A novella set in Iran, The Quince Seed Potion tells the story of Sarv e Ali, a young boy who is sexually abused by his uncle, grows up with homosexual tendencies, and ends up as a servant in a prominent family. Set against Iran’s turbulent history leading up to the Revolution, the book follows his struggle as he tries throughout his life to hide or overcome his ‘disease’. A touching story, this is one of the first books in English addressing sexual abuse and homosexuality in Iran through literature, and is also unusual in taking the often hidden and unheard voice of a mere servant.



Another book dealing with male sexuality, this is the story of a young homosexual teacher who is picked up during protests in Iran on charges of being the leader of the rioters.
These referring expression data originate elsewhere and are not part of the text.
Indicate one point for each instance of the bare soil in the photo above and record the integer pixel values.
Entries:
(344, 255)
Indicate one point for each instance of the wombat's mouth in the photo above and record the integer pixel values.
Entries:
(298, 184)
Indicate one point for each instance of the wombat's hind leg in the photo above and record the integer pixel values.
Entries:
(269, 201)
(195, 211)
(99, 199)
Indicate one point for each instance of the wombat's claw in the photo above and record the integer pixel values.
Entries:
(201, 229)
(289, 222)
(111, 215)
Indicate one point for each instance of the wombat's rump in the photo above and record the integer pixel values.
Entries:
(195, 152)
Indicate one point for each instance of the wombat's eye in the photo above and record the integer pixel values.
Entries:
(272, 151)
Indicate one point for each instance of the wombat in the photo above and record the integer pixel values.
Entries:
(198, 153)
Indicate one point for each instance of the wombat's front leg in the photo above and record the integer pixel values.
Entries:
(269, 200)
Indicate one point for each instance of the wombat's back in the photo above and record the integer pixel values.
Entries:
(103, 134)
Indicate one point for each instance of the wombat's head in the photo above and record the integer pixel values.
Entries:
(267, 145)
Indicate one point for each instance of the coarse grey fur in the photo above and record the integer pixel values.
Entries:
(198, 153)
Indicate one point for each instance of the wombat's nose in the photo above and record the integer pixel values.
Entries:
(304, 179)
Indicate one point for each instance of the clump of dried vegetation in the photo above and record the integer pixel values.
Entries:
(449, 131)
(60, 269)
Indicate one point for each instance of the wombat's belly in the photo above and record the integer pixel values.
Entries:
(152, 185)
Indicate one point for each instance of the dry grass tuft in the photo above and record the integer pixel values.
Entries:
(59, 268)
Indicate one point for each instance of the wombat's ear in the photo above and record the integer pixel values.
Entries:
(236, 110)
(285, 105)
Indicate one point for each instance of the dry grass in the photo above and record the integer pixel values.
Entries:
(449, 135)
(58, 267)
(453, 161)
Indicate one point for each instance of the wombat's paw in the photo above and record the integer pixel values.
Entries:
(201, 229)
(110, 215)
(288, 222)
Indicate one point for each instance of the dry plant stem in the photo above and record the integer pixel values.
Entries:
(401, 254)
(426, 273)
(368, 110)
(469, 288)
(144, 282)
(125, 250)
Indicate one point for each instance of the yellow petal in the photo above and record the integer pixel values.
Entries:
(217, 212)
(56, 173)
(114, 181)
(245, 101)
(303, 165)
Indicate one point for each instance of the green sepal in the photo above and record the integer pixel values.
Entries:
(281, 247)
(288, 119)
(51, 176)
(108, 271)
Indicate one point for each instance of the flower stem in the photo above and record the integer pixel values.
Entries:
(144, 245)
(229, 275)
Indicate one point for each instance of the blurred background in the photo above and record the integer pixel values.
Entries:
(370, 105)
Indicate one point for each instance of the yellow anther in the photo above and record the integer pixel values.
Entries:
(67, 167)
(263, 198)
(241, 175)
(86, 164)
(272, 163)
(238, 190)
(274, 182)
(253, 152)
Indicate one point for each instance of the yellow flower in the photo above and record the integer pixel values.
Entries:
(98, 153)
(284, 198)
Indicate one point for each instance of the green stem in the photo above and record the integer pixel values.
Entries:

Incarcerated for a while, he has to make up a fantastical tale to avoid revealing his sexuality.

Like Shahrazad, the queen and storyteller of One Thousand and One Nights, he weaves stories to captivate his interrogator and evade death. But death, as it turns out, is not always physical. This is another wonderful book addressing crucial but underrepresented issues about Iranian society.



Sanaz Fotouhi is the author of The Literature of the Iranian Diaspora: Meaning and Identity since the Islamic Revolution (2015).